Research shows that pedometers given away for free are often cheaply made and can miscount the number of steps taken by 25 percent or more, while expensive models tend to be quite accurate. Dr. David Bassett of the University of Tennessee researched the precision of pedometer models. In terms of accuracy, from best to worst, he found that the models ranked as follows:
1 - Yamax SW-200, Yamax SW-701, New Lifestyles NL-2000, Kenz Lifecorder. (Note: Yamax SW series pedometers are also sold under the following names: New Lifestyles Digiwalker, Accusplit Eagle, and Walk4Life models LS2000 LS6510 and LS7010.)

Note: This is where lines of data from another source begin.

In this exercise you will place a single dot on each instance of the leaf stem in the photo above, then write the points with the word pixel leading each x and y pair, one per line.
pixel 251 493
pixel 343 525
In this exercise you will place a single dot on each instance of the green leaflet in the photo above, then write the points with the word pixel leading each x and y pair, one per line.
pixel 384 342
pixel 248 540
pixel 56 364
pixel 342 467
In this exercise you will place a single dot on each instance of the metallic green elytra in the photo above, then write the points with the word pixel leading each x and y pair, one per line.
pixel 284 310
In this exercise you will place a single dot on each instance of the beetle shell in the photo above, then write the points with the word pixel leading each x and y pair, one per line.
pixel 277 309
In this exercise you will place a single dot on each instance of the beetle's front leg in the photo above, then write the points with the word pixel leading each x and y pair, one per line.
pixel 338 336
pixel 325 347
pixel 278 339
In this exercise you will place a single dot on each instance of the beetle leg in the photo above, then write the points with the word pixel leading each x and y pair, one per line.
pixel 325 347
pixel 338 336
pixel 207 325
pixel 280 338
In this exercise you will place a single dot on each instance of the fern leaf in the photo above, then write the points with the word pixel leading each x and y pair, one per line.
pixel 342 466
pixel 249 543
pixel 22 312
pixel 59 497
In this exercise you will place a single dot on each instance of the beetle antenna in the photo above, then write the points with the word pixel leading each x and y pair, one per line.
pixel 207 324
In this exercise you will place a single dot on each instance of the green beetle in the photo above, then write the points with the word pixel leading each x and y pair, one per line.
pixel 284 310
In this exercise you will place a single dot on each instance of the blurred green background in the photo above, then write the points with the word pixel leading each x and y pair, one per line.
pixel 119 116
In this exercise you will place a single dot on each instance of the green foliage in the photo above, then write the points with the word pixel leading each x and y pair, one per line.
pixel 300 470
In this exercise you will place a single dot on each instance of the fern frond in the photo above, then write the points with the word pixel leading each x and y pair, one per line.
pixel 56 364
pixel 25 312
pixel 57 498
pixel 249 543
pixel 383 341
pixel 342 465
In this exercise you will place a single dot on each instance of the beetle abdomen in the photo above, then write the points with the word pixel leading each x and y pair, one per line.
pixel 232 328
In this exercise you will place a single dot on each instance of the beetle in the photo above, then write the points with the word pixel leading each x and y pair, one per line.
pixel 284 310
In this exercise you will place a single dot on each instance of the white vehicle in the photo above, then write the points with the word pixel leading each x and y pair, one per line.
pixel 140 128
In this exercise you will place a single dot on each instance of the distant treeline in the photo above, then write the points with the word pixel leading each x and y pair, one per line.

2 - America on the Move (X120), Yamax Skeletone, Walk 4 Life LS 2525
3 - Omron HJ-105
4 - Freestyle Pacer Pro, Accusplit Alliance 150, Sportline 345
5 - Sportline 330, Oregon Scientific
According to Bassett, the top-rated pedometers are those that are research-grade instruments. The second-tier ones are good choices for health promotion. The third-tier one (Omron HJ-105) works very well in lean people, but is not accurate in some obese people. "The fourth- and fifth-tier pedometers are not really ones I'd recommend," Bassett says.
Bassett says top-rated pedometers are typically sold through online sites, in an effort to hold down costs by eliminating markup. With rare exceptions, people won't be able to find the best pedometers in stores, he says.
"The pedometers sold at Wal-Mart, Target, etcetera tend to be of lesser quality," Bassett says. He recommends shopping for some of the better brands of pedometers on the Web.